California is drying up too. https://www.cbsnews.com/news/depleting-the-water/ Our planet's groundwater is being pumped out much faster than it can be replenished.

sametmax 5 years ago

So no more water in a country saturated with pollution, full of 1.7 billion of people with huge social tensions, bad relationships at borders and the atomic bomb.

What could go wrong.

vectorEQ 5 years ago

climate change to the rescue. send them melt water from the poles :D

  • dang 5 years ago

    Could you please stop posting unsubstantive comments to Hacker News?

godelmachine 5 years ago

Divert water from all 3 rivers in Kashmir down south into mainland India.

Abrogate the Indus Water Treaty brokered by World Bank.

  • yellowflash 5 years ago

    Divert to Ganges and make it a sewage too?

    This idea is bad in so many ways. It's gross hatred due to mass propaganda. First rule for sustainable water management is having local water supply used locally. We need better water management at individual city/village level like reviving lakes have a good ground water recharge etc.. Diverting rivers and desalination ideas are going to have huge ecological cost even if we forget about the economical possibility of them.

  • Arun2009 5 years ago

    It turns out that Pakistanis are humans too, and they need water as well. Besides, there's the little problem of nukes.

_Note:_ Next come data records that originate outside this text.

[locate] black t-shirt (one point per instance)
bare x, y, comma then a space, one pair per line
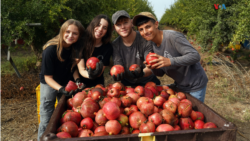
103, 53
51, 65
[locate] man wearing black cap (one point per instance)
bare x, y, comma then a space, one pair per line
176, 56
128, 49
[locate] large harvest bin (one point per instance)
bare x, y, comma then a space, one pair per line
226, 130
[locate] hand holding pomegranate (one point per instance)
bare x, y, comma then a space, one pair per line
136, 71
94, 73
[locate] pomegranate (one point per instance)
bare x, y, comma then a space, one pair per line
100, 129
135, 67
136, 119
87, 123
91, 62
168, 117
69, 127
129, 90
125, 130
164, 128
169, 105
123, 120
186, 123
134, 97
150, 58
195, 115
139, 90
116, 69
85, 133
159, 100
209, 125
111, 110
113, 127
105, 100
181, 96
78, 99
63, 135
73, 116
184, 109
113, 92
156, 118
89, 108
198, 124
147, 127
71, 86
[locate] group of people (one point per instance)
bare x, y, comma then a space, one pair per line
64, 57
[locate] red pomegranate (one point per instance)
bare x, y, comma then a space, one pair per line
69, 127
129, 90
184, 109
105, 100
72, 116
167, 116
125, 130
195, 115
164, 128
198, 124
164, 94
85, 133
181, 96
87, 123
113, 92
135, 67
63, 135
123, 120
117, 69
126, 101
159, 100
150, 58
100, 129
134, 97
169, 105
91, 62
209, 125
136, 119
147, 127
139, 90
71, 86
186, 123
156, 118
78, 99
111, 110
113, 127
89, 108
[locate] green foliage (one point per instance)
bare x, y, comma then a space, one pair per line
14, 14
212, 27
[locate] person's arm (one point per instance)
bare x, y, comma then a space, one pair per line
51, 82
82, 68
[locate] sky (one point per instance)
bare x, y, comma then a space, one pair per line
159, 6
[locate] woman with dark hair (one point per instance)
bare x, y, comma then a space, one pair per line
96, 44
56, 68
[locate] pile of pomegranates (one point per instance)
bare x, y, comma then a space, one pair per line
117, 109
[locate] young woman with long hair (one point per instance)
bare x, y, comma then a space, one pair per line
56, 68
96, 44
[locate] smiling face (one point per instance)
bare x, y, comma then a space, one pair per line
101, 29
123, 27
71, 35
148, 30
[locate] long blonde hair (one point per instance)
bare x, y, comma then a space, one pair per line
58, 40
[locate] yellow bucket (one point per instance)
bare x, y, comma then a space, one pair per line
38, 102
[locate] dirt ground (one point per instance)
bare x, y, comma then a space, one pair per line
18, 109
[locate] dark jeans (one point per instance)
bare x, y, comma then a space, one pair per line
126, 83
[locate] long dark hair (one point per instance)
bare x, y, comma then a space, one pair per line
90, 36
58, 40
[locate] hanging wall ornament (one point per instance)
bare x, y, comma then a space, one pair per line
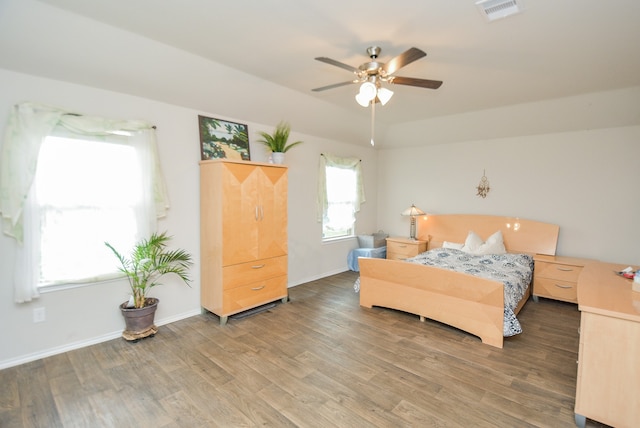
483, 188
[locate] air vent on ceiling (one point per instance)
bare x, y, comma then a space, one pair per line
496, 9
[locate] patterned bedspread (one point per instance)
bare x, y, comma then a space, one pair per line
513, 270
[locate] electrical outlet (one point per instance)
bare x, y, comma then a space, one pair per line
39, 315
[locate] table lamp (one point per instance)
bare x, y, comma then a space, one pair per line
412, 212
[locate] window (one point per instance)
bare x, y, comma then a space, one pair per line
68, 183
340, 193
85, 192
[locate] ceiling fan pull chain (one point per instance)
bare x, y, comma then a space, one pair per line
373, 120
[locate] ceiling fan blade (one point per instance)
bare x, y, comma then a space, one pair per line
337, 64
335, 85
403, 59
423, 83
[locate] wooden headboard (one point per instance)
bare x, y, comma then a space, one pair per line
520, 235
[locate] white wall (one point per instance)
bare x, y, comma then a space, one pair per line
587, 182
81, 316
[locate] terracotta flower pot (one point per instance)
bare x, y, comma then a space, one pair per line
139, 322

  • lota-putty 5 years ago

    Water

    The reason Pakistan want Jammu-Kashmir, water security. China took Tibet, for a similar reason.

    US wanted Gulf Oil; Invaded Iraq, what other countries after WW-II

    Shit insecure bullies do to nurture their ego/fear.

  • devdas 5 years ago

    Erm, that makes things worse in Pakistan. You do not want to destabilise an already unstable nuclear power.